Ci aggiriamo nel mercato dell’ortofrutta; dietro i banchi, quasi dovunque, accenti levantini; muta il costume avito muta la voce, acquista toni esotizzanti. Scrutando la merce l’occhio prova imbarazzo; quei prodotti un tempo venivano senza intermediari dalla campagna, che bontà! Su quei banchi invece difficoltà nelle scelte, acquistiamo quel che si presenta o ci appare come il men peggio. Quelle mele lustre, lustre come oggetti di porcellana! Mercanzia truffaldina pur questa dell’ortofrutta, magari esteticamente truffaldina; tutto sta nel come la merce si offre al pubblico. Traffico, tra esempi vari, dei farmaceutici? dovrà per norma di mercato pur esso rasentare l’imbroglio? s’adotterà il criterio dell’eticamente truffaldino.

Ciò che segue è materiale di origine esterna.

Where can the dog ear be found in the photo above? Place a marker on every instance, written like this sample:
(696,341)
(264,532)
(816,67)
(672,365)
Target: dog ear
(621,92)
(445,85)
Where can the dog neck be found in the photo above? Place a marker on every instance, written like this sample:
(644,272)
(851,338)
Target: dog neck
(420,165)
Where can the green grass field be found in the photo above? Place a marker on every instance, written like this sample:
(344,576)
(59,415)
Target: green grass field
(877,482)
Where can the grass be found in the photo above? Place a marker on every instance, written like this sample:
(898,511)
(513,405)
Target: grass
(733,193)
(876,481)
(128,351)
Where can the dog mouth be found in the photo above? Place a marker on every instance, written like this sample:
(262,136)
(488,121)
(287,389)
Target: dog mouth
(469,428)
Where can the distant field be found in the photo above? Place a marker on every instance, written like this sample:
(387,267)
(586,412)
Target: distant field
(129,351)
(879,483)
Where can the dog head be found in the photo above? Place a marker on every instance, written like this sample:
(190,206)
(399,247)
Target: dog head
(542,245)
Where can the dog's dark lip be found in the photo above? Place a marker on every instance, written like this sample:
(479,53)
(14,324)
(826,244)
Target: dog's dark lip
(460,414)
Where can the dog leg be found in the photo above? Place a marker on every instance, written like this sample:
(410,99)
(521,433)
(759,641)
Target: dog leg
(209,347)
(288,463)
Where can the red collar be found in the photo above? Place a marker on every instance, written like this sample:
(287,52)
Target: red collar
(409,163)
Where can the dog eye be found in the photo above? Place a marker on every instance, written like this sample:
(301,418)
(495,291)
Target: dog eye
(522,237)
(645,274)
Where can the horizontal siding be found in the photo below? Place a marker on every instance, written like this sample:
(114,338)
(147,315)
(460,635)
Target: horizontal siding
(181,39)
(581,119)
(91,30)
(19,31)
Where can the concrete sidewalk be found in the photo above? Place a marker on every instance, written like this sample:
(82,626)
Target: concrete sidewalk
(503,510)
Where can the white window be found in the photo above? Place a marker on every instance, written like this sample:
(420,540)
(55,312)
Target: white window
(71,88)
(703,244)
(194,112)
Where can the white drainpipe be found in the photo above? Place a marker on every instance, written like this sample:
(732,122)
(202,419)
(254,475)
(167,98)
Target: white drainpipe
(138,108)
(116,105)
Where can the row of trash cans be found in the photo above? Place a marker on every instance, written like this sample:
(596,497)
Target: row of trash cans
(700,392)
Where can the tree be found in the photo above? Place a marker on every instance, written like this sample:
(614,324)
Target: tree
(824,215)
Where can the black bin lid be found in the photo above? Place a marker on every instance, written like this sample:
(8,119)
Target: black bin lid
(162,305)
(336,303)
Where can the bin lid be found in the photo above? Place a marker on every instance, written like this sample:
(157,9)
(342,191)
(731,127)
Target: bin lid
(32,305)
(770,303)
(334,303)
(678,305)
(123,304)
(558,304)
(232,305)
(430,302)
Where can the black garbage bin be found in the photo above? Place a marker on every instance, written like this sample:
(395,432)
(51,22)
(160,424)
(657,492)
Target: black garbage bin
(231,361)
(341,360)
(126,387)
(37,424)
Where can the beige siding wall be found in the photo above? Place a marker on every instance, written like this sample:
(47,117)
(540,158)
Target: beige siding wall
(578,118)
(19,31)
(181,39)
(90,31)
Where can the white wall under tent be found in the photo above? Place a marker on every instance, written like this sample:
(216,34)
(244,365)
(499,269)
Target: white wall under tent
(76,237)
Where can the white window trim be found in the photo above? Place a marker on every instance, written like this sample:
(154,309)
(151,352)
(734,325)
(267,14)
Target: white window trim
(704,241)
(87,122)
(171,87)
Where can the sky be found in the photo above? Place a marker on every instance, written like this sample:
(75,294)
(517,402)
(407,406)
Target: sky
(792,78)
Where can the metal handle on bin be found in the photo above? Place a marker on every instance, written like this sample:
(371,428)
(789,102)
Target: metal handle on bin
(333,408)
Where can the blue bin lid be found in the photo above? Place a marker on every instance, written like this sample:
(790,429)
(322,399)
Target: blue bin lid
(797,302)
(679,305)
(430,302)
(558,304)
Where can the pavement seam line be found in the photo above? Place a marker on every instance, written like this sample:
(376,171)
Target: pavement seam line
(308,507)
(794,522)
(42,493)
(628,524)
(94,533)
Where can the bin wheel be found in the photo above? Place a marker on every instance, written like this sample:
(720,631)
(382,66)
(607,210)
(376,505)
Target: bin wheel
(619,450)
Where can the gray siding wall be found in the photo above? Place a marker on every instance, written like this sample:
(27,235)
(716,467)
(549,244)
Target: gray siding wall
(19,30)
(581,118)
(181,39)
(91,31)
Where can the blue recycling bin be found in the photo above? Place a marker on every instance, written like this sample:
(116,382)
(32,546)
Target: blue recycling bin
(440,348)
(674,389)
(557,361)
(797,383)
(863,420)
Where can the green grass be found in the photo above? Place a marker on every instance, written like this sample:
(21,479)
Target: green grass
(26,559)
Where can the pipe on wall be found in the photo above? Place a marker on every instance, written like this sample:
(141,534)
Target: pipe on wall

   Associare il bene e il male in un’unica miscela è una suprema sintesi demagogica la cui folgorazione si attua nel compromesso, nell’accomodamento e questo su tutti i piani, dagl’inferi ai superni, cosicché dessi, inferi e superni, uguagliati in una unica soluzione rientrino nel dogma imposto dalla coscienziosità, cioè la ipocrita scrupolosità democratica. Che il diavolo sia un ipocrita, cioè un gran simulatore, questo è risaputo dai tempi dei tempi, fin da prima che i suoi compari se lo raffigurassero come un individuo. Una volta avvenuta tal raffigurazione, la diabolicità ha preso piede e s’è diffusa a tal punto che ipocrisia e simulazione, vizi abietti, son divenuti costumanza e han generato la religiosità oggi praticata dalla folla dei bipedi. Questi bipedi, arroganti e presuntuosi, spregiatori degli arti inferiori del loro stesso corpo e di quel nobile segmento d’arto che ha il nome di piede, utilizzato da millenni e millenni da miriadi di uomini nei loro viaggi intorno alla Terra, giunti all’apice della loro boria scientifico-tecnologica, si sono inventati le alte velocità: sul suolo, in aria, nello spazio. Non intendiamo qui tanto riferirci ai treni, ai boeing, ai razzi e relative navicelle spaziali, quanto alle altissime velocità o follie cerebrali che hanno alterato ogni ritmo naturale e normale della vita dell’uomo, sia nei rapporti con sé stesso, che con i suoi simili e con la natura che lo circonda. Guastando i ritmi, quelli tra il dì e la notte, quelli stagionali e tutti i normali cicli della natura, e così i ritmi interagenti con il cosmo, il dissennato, preso da un’ansia indicibile, trascinato da una necessità indeclinabile, disanimato d’ogni vita interiore, precipita nel disforme, perdendo il senso delle proporzioni, delle corrispondenze. Questo bipede, zombizzato, robotizzato, ecc. ecc. s’è dimenticato del Cielo, quello vero, che dall’alto dei mondi/sereno, infinito, immortale, parole del Pascoli,inonda di luce stellare quest’atomo opaco, la Terra, astro microscopico, corpuscolo nell’immensità dell’Universo.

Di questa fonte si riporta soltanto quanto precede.